State of Resistance. Off-White’s Paris Fashion Week 2025 Show
Paris Fashion Week has long been a stage for high conceptual storytelling, but Off White State of Resistance took it to another level. Staged at 2 Place du Colonel Fabien, a building that felt like a relic from a retro-futuristic dystopian film. What comes to mind are worlds from THX-1138, 1984, or Dune. The collection looked like a rebellion in motion. The stark, monolithic setting, with its concrete corridors, provided the perfect backdrop for a collection that seemed fit for the resistance.
State of Resistance Setting: Espace Niemeyer
Guests entered what appeared to be an abandoned government complex, its brutalist architecture amplifying the tension in the air. The main space was inside an aluminium covered dome. A sense of surveillance loomed over the show, as if the models were under constant watch, like rebels of an authoritarian state. The venue’s lighting was soft, cast over sand colored concrete. Despite the warm color palette and light neutrals, the space gave a heavy feeling of oppression.
IB Kamara, Off-White’s creative director, carried Virgil Abloh’s legacy forward with a narrative that felt eerily relevant in today’s world. Off-White collections have always blended technical fabrics with dress code trims, but this time it was different. Instead of being a playful juxtaposition of street style and conservative, it felt more like protective equipment for something more specific.
State of Resistance Collection: Armour For the Revolution
Off-White’s latest collection wasn’t simply streetwear. It was combat ready attire for a world on the brink. The designs embraced functionality and defiance in equal measure, with technical fabrics, modular pieces, and tactical silhouettes present on the runway.
Political Aesthetics and Fashion as Defiance
With State of Resistance, the collection seems to be a consequence of today’s international context. The show’s location, the former headquarters of the French Communist Party, was a deliberate choice, reinforcing the underlying theme of rebellion.
The visuals evoked both sci-fi dystopias and real world struggles against oppression. The collection reminded us of Dune’s Fremen warriors, who weaponize their clothing for survival. The garments blurred the line between fashion and function, reflecting the growing tension between control and autonomy in contemporary society.

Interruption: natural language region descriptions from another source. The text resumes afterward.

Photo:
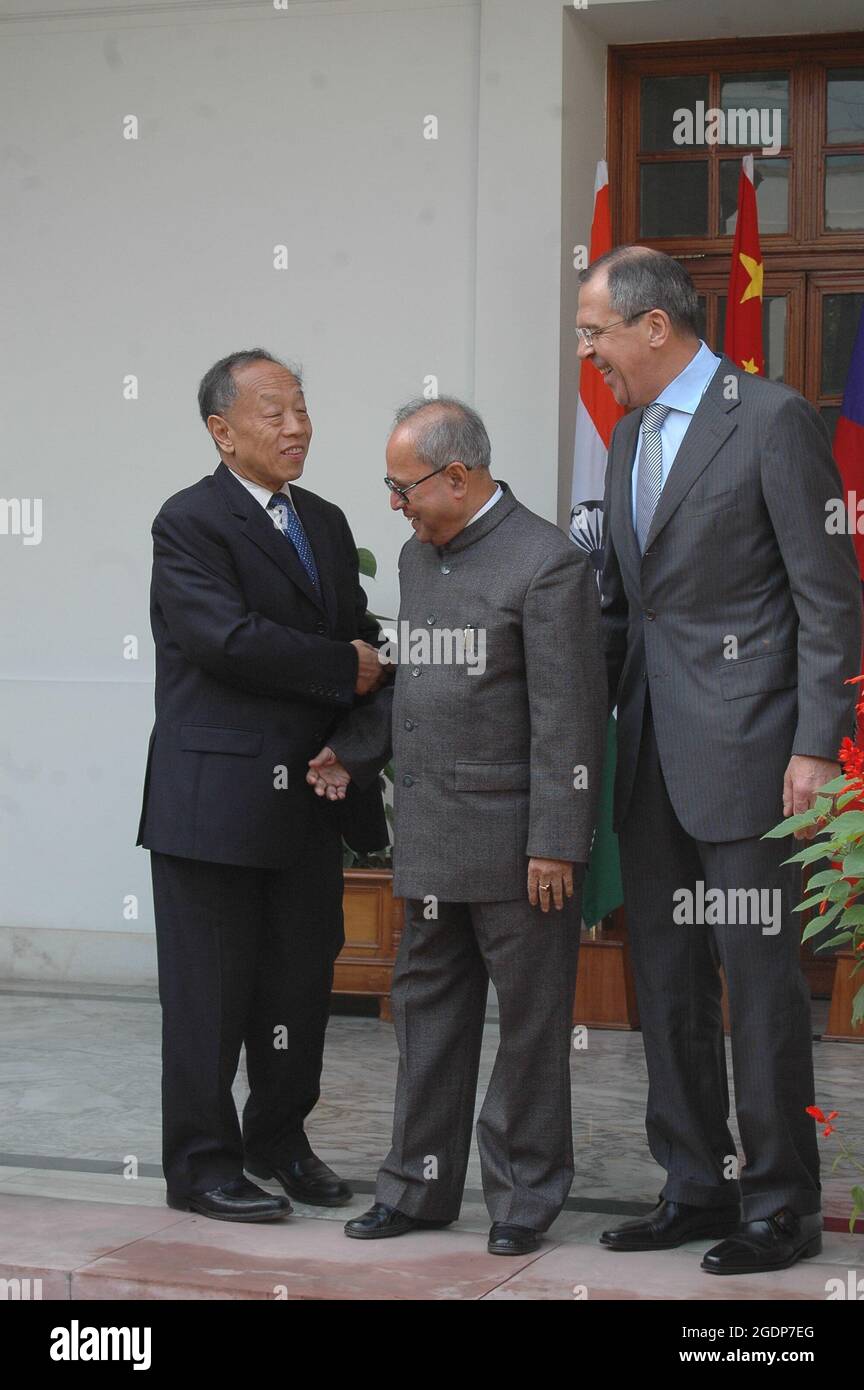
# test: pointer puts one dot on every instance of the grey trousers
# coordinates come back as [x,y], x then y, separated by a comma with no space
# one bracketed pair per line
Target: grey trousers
[439,998]
[678,987]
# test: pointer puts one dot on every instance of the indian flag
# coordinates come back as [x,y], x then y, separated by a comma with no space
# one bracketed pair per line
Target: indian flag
[597,413]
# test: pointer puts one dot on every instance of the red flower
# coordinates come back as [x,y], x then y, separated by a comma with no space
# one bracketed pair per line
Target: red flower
[823,1119]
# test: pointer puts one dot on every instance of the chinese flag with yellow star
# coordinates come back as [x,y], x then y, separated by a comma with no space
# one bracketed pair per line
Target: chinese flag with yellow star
[743,335]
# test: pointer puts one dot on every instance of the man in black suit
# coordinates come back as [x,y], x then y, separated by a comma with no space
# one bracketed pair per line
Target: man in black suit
[263,642]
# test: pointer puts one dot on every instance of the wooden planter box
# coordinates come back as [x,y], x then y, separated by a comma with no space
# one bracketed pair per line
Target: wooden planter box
[839,1019]
[372,931]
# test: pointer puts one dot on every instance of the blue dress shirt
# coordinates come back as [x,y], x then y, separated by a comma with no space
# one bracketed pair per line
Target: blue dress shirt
[682,395]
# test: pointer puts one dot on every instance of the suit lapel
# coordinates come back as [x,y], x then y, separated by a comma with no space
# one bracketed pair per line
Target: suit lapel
[709,430]
[711,424]
[324,548]
[622,483]
[260,530]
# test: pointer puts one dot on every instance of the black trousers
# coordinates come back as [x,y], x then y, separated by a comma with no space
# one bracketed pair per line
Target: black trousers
[675,966]
[245,957]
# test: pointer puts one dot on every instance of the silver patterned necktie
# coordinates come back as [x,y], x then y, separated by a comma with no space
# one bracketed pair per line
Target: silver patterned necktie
[649,480]
[286,520]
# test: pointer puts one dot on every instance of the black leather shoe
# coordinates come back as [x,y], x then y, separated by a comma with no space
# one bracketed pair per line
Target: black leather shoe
[771,1243]
[511,1240]
[307,1179]
[386,1221]
[238,1200]
[671,1225]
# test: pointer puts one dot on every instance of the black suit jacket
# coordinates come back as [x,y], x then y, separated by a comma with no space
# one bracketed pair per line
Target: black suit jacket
[253,672]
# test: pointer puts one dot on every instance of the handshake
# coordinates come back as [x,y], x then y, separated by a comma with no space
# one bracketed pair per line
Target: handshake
[371,669]
[327,774]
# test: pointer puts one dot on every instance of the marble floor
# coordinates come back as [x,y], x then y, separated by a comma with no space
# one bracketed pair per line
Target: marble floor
[79,1107]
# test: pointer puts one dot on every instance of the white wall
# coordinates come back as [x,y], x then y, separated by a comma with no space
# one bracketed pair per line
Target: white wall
[154,257]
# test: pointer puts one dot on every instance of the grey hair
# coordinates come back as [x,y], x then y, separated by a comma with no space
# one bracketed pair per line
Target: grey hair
[453,431]
[642,278]
[218,388]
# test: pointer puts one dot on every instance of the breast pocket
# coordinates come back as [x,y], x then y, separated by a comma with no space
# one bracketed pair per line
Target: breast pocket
[710,502]
[492,776]
[211,738]
[759,674]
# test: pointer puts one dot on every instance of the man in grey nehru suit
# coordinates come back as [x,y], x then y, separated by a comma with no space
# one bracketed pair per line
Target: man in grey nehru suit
[497,765]
[731,620]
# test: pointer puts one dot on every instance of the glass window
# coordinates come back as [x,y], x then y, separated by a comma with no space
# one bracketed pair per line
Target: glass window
[831,414]
[763,97]
[660,99]
[774,332]
[771,178]
[841,314]
[675,199]
[843,192]
[845,123]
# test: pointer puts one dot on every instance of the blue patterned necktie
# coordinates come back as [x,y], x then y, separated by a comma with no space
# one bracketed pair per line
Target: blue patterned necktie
[286,520]
[649,481]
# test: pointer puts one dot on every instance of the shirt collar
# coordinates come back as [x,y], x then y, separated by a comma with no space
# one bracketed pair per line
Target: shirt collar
[686,389]
[260,494]
[488,503]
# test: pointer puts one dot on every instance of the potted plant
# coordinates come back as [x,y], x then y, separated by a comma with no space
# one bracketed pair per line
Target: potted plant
[832,897]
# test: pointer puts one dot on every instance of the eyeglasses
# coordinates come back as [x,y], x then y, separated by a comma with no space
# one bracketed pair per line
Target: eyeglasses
[586,335]
[403,492]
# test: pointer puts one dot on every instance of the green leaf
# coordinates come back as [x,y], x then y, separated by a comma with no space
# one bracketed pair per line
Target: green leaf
[823,879]
[850,823]
[820,923]
[810,854]
[810,902]
[792,823]
[368,565]
[835,941]
[835,786]
[853,862]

More than 20 years ago, Fashion at the Edge, Caroline Evans’ doctoral thesis, studies how designers channel cultural anxieties into their work. Off-White’s collection fit squarely into this tradition, offering a wardrobe for those standing at the margins of a collapsing world. The raw, almost aggressive nature of the garments spoke to a resistance not just against political oppression but also against fashion’s own cycles of excess and disposability.
Conclusion
Rather than simply reflecting dystopian aesthetics, State of Resistance functioned as a mirror to the collective consciousness. As Fashion at the Edge argues, fashion is a response to the anxieties of its time, and Off-White’s collection captured the unease of a generation grappling with surveillance, climate crisis, and socio-political unrest. At a time in which rebellion is commodified yet necessary, fashion is both a symptom and a statement. Resistance is not just a theme. It is the condition of our time.